The scraping jobs run in two modes. The scheduled CronJob scrapes only the first page of each store, which is enough to capture new arrivals without spending hours on deep pagination. A separate full scrape job (run manually) goes much deeper, crawling many pages per store. Both modes insert data through the same upsert function, which wraps each insert in a transaction with a timeout. If a product already exists, only its price and metadata are updated. The function tracks statistics (new inserts versus updates versus errors) and logs slow operations for debugging. Featured items from select stores are scraped on a lighter schedule and stored in a separate table that powers the homepage carousel.

Frontend

Overview

The frontend is a React single-page application deployed on Netlify. It has two main views: a homepage with featured items and a search results page with advanced filtering. React Router handles client-side navigation, and all data is fetched from the Express API on GKE via Axios.

Homepage and Carousel

The homepage fetches featured items from the API and groups them by store. Each store gets its own carousel built with React Slick, where the center slide is displayed prominently at full scale and opacity while neighboring slides are dimmed, scaled down, and slightly blurred to create a depth effect. Featured items can have multiple images, stored as a single string with a custom delimiter and split back into an array on the client for display. Each store section includes a link to browse all items from that retailer.

Search and Filtering

The search results page exposes a filter sidebar alongside a product card grid. Users can filter by store (checkboxes that map to a binary string, one bit per store), condition (pre-order or pre-owned), and sort by price ascending or descending. All filter state is stored as URL query parameters, so filtered views are shareable as links. Pagination is configurable with multiple page size options.

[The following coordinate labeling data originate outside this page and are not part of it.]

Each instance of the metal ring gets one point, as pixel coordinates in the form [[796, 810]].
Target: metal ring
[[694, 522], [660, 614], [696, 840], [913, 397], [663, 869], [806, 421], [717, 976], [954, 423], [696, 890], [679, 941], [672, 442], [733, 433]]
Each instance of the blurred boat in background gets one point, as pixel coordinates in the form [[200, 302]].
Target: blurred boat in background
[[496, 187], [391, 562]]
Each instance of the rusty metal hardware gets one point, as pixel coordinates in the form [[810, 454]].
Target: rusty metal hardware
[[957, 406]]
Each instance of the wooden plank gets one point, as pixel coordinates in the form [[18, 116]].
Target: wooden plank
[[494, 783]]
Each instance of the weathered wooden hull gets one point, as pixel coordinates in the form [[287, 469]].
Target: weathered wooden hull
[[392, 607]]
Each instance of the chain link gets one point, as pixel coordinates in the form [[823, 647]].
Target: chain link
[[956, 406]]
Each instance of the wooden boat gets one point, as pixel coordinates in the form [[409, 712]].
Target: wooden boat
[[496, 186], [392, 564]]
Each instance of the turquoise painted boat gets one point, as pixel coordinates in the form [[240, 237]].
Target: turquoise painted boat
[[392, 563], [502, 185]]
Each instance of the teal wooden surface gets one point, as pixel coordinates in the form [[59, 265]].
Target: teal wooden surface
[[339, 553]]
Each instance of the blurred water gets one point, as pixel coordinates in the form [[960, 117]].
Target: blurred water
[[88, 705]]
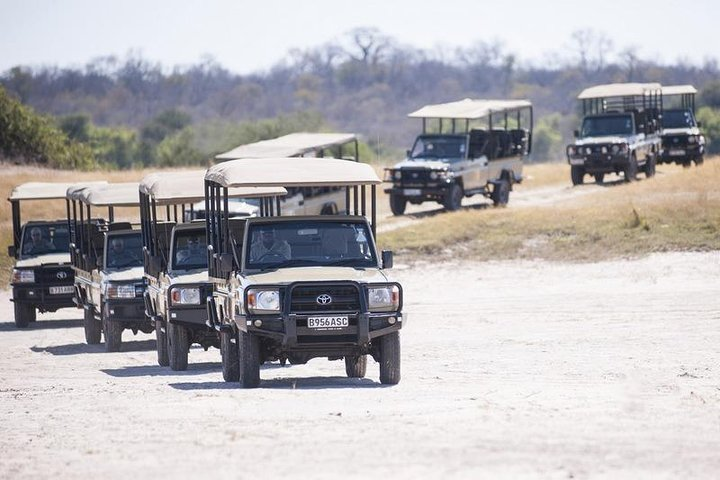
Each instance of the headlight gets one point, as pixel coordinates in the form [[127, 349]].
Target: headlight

The UI shows per-store item counts computed from the current result set, giving users a quick sense of inventory distribution.

Deployment

The frontend is built with React Scripts and deployed to Netlify with standard configuration. Since it is a static SPA that communicates with the backend purely through API calls, it can be updated and redeployed completely independently of the backend. CORS on the Express API is configured to allow requests from the Netlify domain and localhost for development.

What I Learned

The biggest thing this project taught me is exactly how a user's request reaches my code. Before this, "deploying to the cloud" was an abstract concept. Now I can trace the full path. A request starts at the browser, which resolves the nip.io hostname to my reserved static IP. That IP belongs to a Google Cloud HTTP(S) Load Balancer, which terminates TLS using the Google-managed certificate. The load balancer then evaluates the Ingress path rules. Seeing /figures in the URL, it forwards the request to the ClusterIP Service associated with the figure-aggregator backend. The Service uses label selectors to find the matching pod and directs the request to the application container. At that point my Express route handler finally picks it up. Understanding each hop in that chain (DNS resolution, TLS termination, Ingress routing, Service selection, and container port mapping) made the whole Kubernetes networking model click for me.

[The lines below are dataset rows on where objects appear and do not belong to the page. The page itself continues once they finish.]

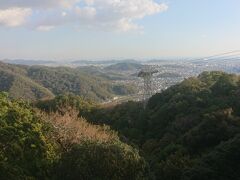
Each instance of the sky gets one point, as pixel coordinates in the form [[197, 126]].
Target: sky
[[117, 29]]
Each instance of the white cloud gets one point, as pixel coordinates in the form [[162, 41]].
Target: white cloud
[[45, 28], [111, 15], [14, 16]]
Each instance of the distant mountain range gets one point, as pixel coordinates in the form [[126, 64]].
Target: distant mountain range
[[42, 82]]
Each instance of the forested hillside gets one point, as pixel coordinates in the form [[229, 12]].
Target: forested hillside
[[40, 82], [190, 131]]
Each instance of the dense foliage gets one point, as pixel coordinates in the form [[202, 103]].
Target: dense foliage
[[41, 145], [191, 131], [25, 150], [40, 82]]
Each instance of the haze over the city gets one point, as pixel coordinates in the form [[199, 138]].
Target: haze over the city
[[74, 29]]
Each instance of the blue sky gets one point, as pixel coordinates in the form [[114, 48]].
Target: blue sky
[[106, 29]]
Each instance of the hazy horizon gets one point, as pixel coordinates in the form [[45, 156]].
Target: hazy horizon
[[105, 29]]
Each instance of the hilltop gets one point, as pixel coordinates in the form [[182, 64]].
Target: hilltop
[[41, 82]]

I also gained a much better understanding of how multi-container pods work by debugging the CronJob sidecar lifecycle. The Cloud SQL Proxy has to be running before the scraper can connect to the database, and it has to shut down after the scraper finishes or the Job never completes. Solving that with a shared-volume signal file taught me that containers in the same pod share network and storage, but not process lifecycles. Coordinating them is your responsibility.

Beyond networking and pod internals, I learned the value of managed cloud services. Using Cloud SQL with the proxy sidecar meant I never had to worry about database backups, patching, or network security rules. The Google-managed SSL certificate on the Ingress eliminated certificate renewal as a concern entirely. These managed pieces let me focus on the application logic instead of operational overhead.